After your first read through of your manuscript, you should have a general idea of what’s missing. Your first few rounds of edits will focus specifically on filling out the content of your story, and connecting it all together. A big portion of this round of edits should be focused on inserting three things: scenes that push the plot forward, plot twists that ratchet up the book’s momentum, and subplots that add depth to your story.
Adding in Scenes
After your first read through, the most obvious edit will be adding in those scenes that you either forgot to add in during your first draft, or those that you’ve put off for one reason or another. Now is the time to write them and insert them into the novel.
By doing this, you’ll avoid having to reread your manuscript yet again, and the next time you do read it through, you will have patched up all the most obvious holes. This is important because, as you edit, you want your task to become more and more manageable, moving from the biggest most important edits to eventually fine-tuning and polishing your words.
These Scenes are too Difficult to Write
At a writer’s panel, I had the pleasure of hearing a famous author discuss the process of writing a novel. One individual from the audience asked him how he managed to write day after day. His response stuck with me. The author told the audience that his grandfather was a steel worker, and never took days off just because he didn’t feel like working. The author’s point was to add perspective; if you want to make a career writing novels, then you can’t avoid writing simply because you don’t feel like it.

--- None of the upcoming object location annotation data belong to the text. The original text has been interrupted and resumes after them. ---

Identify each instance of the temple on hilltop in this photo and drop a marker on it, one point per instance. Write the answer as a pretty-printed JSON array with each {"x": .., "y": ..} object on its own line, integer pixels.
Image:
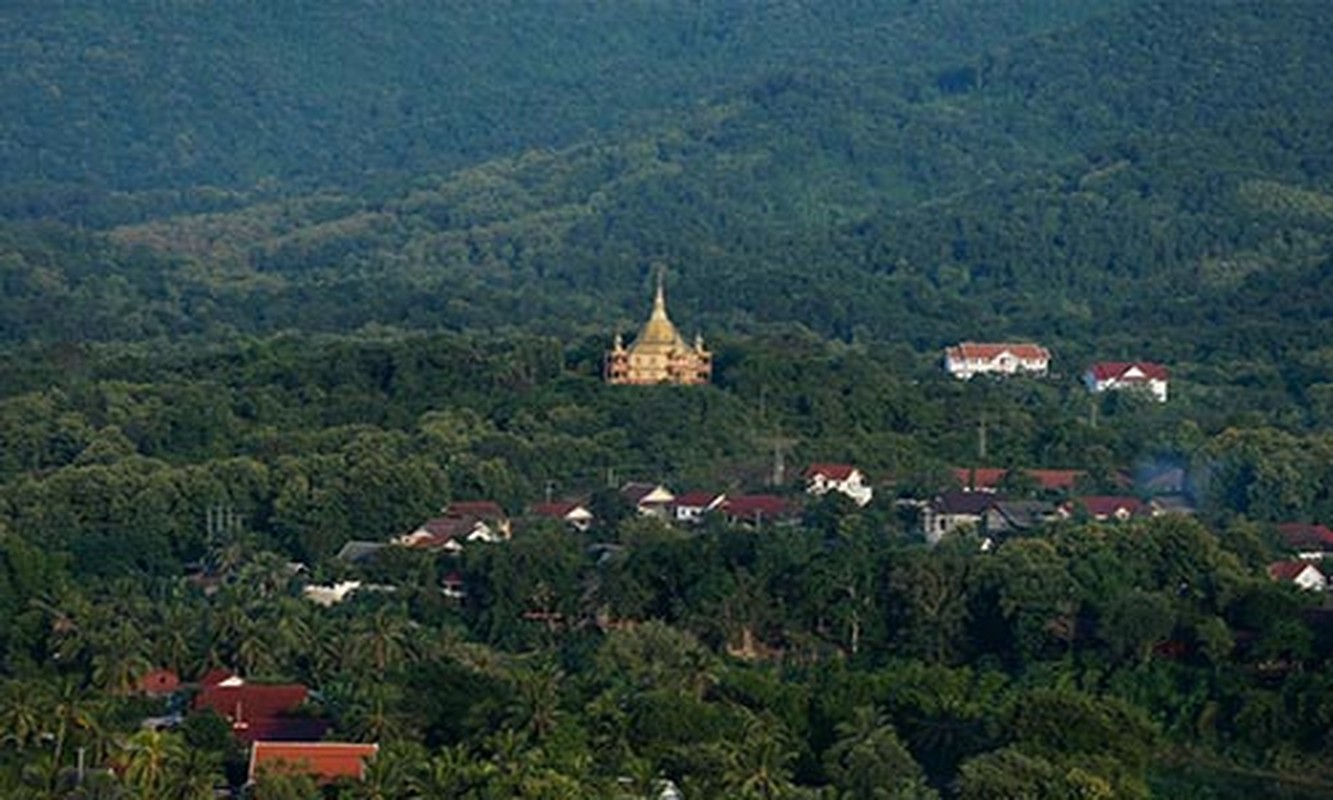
[{"x": 659, "y": 355}]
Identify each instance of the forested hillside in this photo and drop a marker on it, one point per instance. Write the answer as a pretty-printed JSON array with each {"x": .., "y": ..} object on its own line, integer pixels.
[
  {"x": 172, "y": 95},
  {"x": 1076, "y": 184},
  {"x": 279, "y": 279}
]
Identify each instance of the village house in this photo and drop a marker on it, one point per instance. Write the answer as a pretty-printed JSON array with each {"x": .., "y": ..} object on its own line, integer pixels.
[
  {"x": 325, "y": 762},
  {"x": 1308, "y": 540},
  {"x": 576, "y": 515},
  {"x": 1107, "y": 508},
  {"x": 259, "y": 711},
  {"x": 756, "y": 511},
  {"x": 991, "y": 479},
  {"x": 1019, "y": 516},
  {"x": 648, "y": 499},
  {"x": 692, "y": 507},
  {"x": 1113, "y": 376},
  {"x": 955, "y": 511},
  {"x": 971, "y": 358},
  {"x": 659, "y": 355},
  {"x": 461, "y": 523},
  {"x": 821, "y": 479}
]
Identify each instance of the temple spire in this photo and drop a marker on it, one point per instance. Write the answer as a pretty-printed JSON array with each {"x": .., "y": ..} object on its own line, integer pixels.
[{"x": 660, "y": 298}]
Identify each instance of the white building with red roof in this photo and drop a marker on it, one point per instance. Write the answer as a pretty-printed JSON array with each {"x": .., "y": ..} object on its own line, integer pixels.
[
  {"x": 973, "y": 358},
  {"x": 1109, "y": 376},
  {"x": 1300, "y": 574},
  {"x": 575, "y": 515},
  {"x": 821, "y": 479},
  {"x": 691, "y": 507}
]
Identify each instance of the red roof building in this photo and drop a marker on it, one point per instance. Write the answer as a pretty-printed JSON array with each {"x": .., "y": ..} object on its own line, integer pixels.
[
  {"x": 691, "y": 507},
  {"x": 1301, "y": 574},
  {"x": 1311, "y": 540},
  {"x": 324, "y": 760},
  {"x": 821, "y": 479},
  {"x": 261, "y": 712},
  {"x": 1109, "y": 508},
  {"x": 972, "y": 358},
  {"x": 1107, "y": 376},
  {"x": 569, "y": 512},
  {"x": 159, "y": 683},
  {"x": 756, "y": 510},
  {"x": 988, "y": 479}
]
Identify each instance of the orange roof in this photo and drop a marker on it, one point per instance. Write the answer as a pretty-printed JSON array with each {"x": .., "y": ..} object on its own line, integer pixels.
[
  {"x": 991, "y": 478},
  {"x": 831, "y": 471},
  {"x": 976, "y": 351},
  {"x": 325, "y": 760},
  {"x": 1056, "y": 479}
]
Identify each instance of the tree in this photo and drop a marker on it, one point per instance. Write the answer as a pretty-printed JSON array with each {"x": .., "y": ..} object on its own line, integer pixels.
[{"x": 869, "y": 762}]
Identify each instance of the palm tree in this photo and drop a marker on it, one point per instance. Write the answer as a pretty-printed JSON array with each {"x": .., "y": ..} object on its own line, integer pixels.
[
  {"x": 149, "y": 756},
  {"x": 119, "y": 659},
  {"x": 760, "y": 764},
  {"x": 20, "y": 714}
]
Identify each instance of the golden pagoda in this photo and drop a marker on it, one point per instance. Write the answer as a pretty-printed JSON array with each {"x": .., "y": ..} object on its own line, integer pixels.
[{"x": 659, "y": 355}]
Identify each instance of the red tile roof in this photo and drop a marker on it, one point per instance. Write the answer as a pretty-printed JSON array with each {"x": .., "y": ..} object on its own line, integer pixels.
[
  {"x": 215, "y": 676},
  {"x": 756, "y": 507},
  {"x": 696, "y": 499},
  {"x": 1104, "y": 371},
  {"x": 1105, "y": 507},
  {"x": 1305, "y": 536},
  {"x": 991, "y": 478},
  {"x": 637, "y": 492},
  {"x": 325, "y": 760},
  {"x": 159, "y": 682},
  {"x": 831, "y": 471},
  {"x": 1056, "y": 480},
  {"x": 977, "y": 351},
  {"x": 556, "y": 510},
  {"x": 979, "y": 478},
  {"x": 1288, "y": 571},
  {"x": 252, "y": 702}
]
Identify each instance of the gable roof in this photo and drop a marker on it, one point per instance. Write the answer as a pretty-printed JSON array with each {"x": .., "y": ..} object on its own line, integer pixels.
[
  {"x": 1128, "y": 371},
  {"x": 988, "y": 351},
  {"x": 159, "y": 683},
  {"x": 1056, "y": 480},
  {"x": 831, "y": 471},
  {"x": 988, "y": 479},
  {"x": 1109, "y": 506},
  {"x": 637, "y": 492},
  {"x": 1025, "y": 514},
  {"x": 756, "y": 507},
  {"x": 560, "y": 510},
  {"x": 979, "y": 478},
  {"x": 1289, "y": 571},
  {"x": 251, "y": 702},
  {"x": 697, "y": 500},
  {"x": 325, "y": 760}
]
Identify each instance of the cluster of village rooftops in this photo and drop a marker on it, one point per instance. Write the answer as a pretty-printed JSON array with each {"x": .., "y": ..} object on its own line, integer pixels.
[
  {"x": 281, "y": 734},
  {"x": 660, "y": 355}
]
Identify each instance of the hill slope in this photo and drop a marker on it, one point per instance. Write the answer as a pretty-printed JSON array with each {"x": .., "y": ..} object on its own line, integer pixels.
[
  {"x": 1147, "y": 182},
  {"x": 175, "y": 94}
]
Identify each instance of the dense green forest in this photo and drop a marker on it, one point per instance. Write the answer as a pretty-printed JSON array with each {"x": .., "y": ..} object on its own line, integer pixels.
[{"x": 325, "y": 268}]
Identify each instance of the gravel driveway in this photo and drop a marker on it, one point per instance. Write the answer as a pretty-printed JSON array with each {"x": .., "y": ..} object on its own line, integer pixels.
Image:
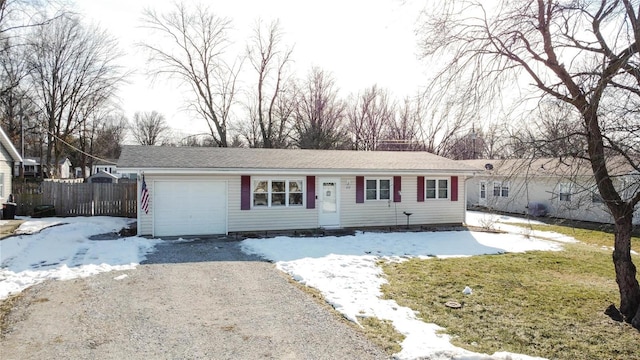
[{"x": 191, "y": 300}]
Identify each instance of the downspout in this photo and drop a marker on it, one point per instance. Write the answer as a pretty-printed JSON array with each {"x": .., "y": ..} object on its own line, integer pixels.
[{"x": 138, "y": 209}]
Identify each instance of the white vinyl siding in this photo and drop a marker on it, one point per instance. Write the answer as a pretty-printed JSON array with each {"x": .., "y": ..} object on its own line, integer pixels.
[
  {"x": 370, "y": 213},
  {"x": 6, "y": 163}
]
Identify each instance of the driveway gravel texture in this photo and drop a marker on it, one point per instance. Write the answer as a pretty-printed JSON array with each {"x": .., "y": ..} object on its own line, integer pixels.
[{"x": 199, "y": 299}]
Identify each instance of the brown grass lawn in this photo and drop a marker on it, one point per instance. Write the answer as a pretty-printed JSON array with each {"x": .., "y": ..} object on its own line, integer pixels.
[{"x": 544, "y": 303}]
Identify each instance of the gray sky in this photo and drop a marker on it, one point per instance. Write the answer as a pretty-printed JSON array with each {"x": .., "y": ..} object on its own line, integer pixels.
[{"x": 361, "y": 42}]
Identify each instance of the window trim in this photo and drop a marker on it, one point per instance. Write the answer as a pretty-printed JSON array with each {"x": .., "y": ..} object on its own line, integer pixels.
[
  {"x": 377, "y": 180},
  {"x": 500, "y": 187},
  {"x": 565, "y": 192},
  {"x": 269, "y": 193},
  {"x": 437, "y": 188}
]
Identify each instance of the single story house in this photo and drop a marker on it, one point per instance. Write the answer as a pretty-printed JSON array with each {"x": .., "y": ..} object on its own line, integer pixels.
[
  {"x": 196, "y": 191},
  {"x": 102, "y": 177},
  {"x": 32, "y": 168},
  {"x": 562, "y": 188},
  {"x": 107, "y": 165},
  {"x": 8, "y": 157},
  {"x": 78, "y": 172}
]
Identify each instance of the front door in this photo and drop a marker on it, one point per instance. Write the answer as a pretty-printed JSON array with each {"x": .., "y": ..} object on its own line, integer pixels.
[
  {"x": 482, "y": 199},
  {"x": 329, "y": 216}
]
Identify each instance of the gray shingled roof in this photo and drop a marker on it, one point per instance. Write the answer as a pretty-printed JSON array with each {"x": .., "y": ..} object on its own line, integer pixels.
[
  {"x": 566, "y": 167},
  {"x": 161, "y": 157}
]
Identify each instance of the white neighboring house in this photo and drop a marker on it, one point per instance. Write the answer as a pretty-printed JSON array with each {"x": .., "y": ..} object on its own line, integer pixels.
[
  {"x": 8, "y": 157},
  {"x": 562, "y": 189},
  {"x": 32, "y": 168},
  {"x": 108, "y": 166}
]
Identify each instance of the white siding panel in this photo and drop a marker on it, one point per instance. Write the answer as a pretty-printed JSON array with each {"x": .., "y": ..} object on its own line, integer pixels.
[{"x": 5, "y": 168}]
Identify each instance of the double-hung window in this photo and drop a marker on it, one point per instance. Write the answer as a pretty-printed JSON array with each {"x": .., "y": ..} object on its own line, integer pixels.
[
  {"x": 501, "y": 189},
  {"x": 565, "y": 192},
  {"x": 277, "y": 193},
  {"x": 378, "y": 189},
  {"x": 436, "y": 188}
]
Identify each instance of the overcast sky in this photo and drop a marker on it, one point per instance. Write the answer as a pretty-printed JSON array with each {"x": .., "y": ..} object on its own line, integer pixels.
[{"x": 361, "y": 42}]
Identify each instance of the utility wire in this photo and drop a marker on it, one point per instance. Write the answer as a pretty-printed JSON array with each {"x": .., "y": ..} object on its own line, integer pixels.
[{"x": 80, "y": 151}]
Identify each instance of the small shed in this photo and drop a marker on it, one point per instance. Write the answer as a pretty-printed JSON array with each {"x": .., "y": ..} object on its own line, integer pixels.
[{"x": 102, "y": 177}]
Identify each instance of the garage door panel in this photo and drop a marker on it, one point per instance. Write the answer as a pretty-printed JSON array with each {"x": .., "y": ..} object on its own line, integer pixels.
[{"x": 189, "y": 208}]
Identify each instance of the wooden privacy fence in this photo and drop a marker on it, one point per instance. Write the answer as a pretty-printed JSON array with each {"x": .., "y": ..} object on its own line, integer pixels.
[{"x": 77, "y": 199}]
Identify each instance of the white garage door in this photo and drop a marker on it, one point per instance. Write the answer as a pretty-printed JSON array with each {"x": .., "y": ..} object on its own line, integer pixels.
[{"x": 189, "y": 208}]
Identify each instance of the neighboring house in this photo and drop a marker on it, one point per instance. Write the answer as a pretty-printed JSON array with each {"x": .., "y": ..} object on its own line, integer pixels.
[
  {"x": 555, "y": 187},
  {"x": 78, "y": 173},
  {"x": 32, "y": 168},
  {"x": 108, "y": 165},
  {"x": 102, "y": 178},
  {"x": 194, "y": 191},
  {"x": 8, "y": 157}
]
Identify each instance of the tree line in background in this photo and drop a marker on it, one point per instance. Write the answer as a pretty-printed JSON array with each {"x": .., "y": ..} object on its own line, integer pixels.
[{"x": 60, "y": 79}]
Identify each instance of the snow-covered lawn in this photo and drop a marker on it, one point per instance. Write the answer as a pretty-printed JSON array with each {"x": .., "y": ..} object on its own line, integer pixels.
[
  {"x": 344, "y": 268},
  {"x": 57, "y": 248}
]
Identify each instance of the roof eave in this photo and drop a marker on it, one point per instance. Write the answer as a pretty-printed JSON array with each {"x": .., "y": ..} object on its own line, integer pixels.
[{"x": 262, "y": 171}]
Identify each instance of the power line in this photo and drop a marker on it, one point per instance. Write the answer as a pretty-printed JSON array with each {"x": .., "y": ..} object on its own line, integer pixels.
[{"x": 80, "y": 151}]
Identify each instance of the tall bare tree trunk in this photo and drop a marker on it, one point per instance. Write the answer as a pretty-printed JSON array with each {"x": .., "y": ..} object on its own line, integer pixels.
[{"x": 626, "y": 270}]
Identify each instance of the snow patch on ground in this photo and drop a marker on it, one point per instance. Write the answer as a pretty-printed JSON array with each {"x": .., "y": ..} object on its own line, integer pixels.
[
  {"x": 61, "y": 249},
  {"x": 344, "y": 269}
]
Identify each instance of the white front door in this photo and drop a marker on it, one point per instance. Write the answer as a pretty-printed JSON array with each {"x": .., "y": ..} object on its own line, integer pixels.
[
  {"x": 329, "y": 216},
  {"x": 482, "y": 199}
]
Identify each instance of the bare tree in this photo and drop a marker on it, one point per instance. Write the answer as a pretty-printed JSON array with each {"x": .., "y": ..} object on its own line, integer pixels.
[
  {"x": 270, "y": 62},
  {"x": 404, "y": 131},
  {"x": 583, "y": 53},
  {"x": 149, "y": 128},
  {"x": 73, "y": 72},
  {"x": 466, "y": 146},
  {"x": 370, "y": 115},
  {"x": 445, "y": 117},
  {"x": 190, "y": 48},
  {"x": 319, "y": 113}
]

My point is a little different. I’m not here to humble you, but I am here to inform you. You can take the time off and avoid writing the scene, but you’ll never get published that way. And if you never get published, you never get the opportunity to be successful as a writer.
Just write the scene and don’t hit backspace. It’s much easier to edit even a rough scene than it is to write one. Make it easier for yourself and put something down on paper. You can always go back to it later.
Inserting Plot Twists
Plot twists, while not as necessary during this round of edits, are oh so fun, and they’ll tighten your book and heighten the its momentum. Plot twists are those revelations that shock readers and leave them reeling. One of the most famous examples appears in Star Wars, when Luke Skywalker finds out Darth Vader is his father.
Plot twists don’t always have to do with finding out a side character’s true identity. It could be information regarding the main character, the plot, the world he or she lives in, and so on. For instance maybe your main character finds out he has the same dark power that the enemy has. This revelation now makes your main character (and your readers) question just how good or evil this character is, and just how good or evil the enemy is. Maybe your character discovers a bit of information that upends her entire set of assumptions; that might be a revelation that will alter entirely how she approaches the main conflict. Whatever the plot twist, the point is to shock the reader.
You’ll no doubt have a series of these plot twists already in your manuscript. However, more is almost always better. The world of fiction in this sense is a lot different than real life. In real life, such revelations and coincidences might be few and far between, but in your book adding in these plot twists heightens the story and increases reader excitement.
Creating a Subplot
Another aspect you’ll want to think about, especially if you feel your book is lean on content, is a subplot. Maybe your main character is trying to get that job promotion in addition to chasing villains. Maybe there is family trouble that your main character must grapple with in addition to the book’s main conflict. Maybe a series of murders occurs that somehow tie into your book’s main conflict.
These are all more minor plots that occur parallel to the main conflict and add more tension and excitement to the story. Whatever subplot you chose, this underlying problem will give your characters and your story additional depth.
If you find your story is a bit on the lean side, or you feel your book needs some additional content, then you’ll want to consider adding in a subplot.
Adding these scenes in will help you determine sections of your story that are really just filler. As you add in these important scenes that push the plot forward and insert plot twists that will increase your book’s momentum, it will be easier for you to identify and remove those sections of text that do not push the plot forward and instead slow down your book’s momentum.